Compares to Melvin Ingram, San Diego Chargers
The 5'11" 190 lb Florida underclassman ran only a 4.6 40 at the Combine, so he lacks ideal speed for the position. He was slow at the Florida pro day but on a wet field, so there's really nothing to be learned there. The weather forced them inside to run barefooted on a rubber track. Talk about less than ideal conditions! He had a pretty good 10-yard split (1.58) at the Combine, so that's some consolation.
Lots of conflicting reports on this guy - some say he's fast and fluid but the consensus is that he has the ability you look for in a corner as his game tape does show a guy with good "football speed" that plays faster than his Combine results would have you think. Shows good hands and ability to stick with his guy, and that's the bottom line. Will Muschamp, his college coach, says in the end teams will go to the tape and see that he plays faster than he's timed. He isn't very strong and can be overmatched against the large, strong receivers in the NFC South so he's probably better suited as a nickel corner covering the slot. He's not a great tackler, but has shown ability to strip the ball after allowing the catch.

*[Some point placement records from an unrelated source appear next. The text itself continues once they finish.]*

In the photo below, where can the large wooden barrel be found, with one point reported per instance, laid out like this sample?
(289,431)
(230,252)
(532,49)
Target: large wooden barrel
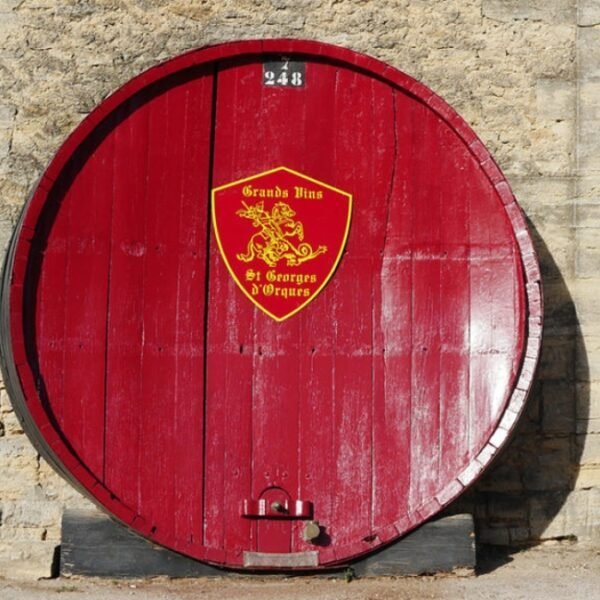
(272,304)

He also has experience returning kicks and as a gunner in the special teams arena which adds to his value but probably needs at least a year to develop before he sees the field much anywhere other than on special teams and probably dime packages at the NFL level. He should make a roster but will be buried in the depth chart for a while. Big boom-or-bust potential with the needle pointing a bit more towards "bust" at present, typical of a seventh-round pick. His stock has slid considerably in the last few months with scrutiny.
Compares to Kelvin Hayden, Chicago Bears
An interesting mix, to say the least. Offense-heavy at the top, which is predictable, but defense-heavy with the later picks, which was not so predictable. Perhaps it's a reflection of urgency and "best available player" with the tackle from Virginia going perhaps a tad higher than he might otherwise.
Keep in mind a couple of things. First, "mock drafts" rarely have more than one player correct, but are useful in getting familiar over time with a large part of the incoming rookie class, their strengths and weaknesses, and team needs. Secondly, the "player comparisons" I've offered are only valid as rough comparisons with the rookie's size and style of play and are NOT to be used as comparisons for career trajectories here.
I think this particular mock does a pretty good job of hitting positions of need early while helping with the depth on defense later on. There's a nice mix of a couple of very versatile players, some starting-quality rookies, and late-round fliers on kids with some upside and would be a nice haul overall for the team.
It's simply fodder for discussion so let's hear what you have to say! Comments welcome below!
Go Panthers and keep pounding!
Follow me on Twitter @Ken_Dye
UPDATE: CB Antoine Cason and the Panthers reportedly have "an agreement in place." Terrell Thomas is on the radar too, so CB may NOT be a draft priority by May.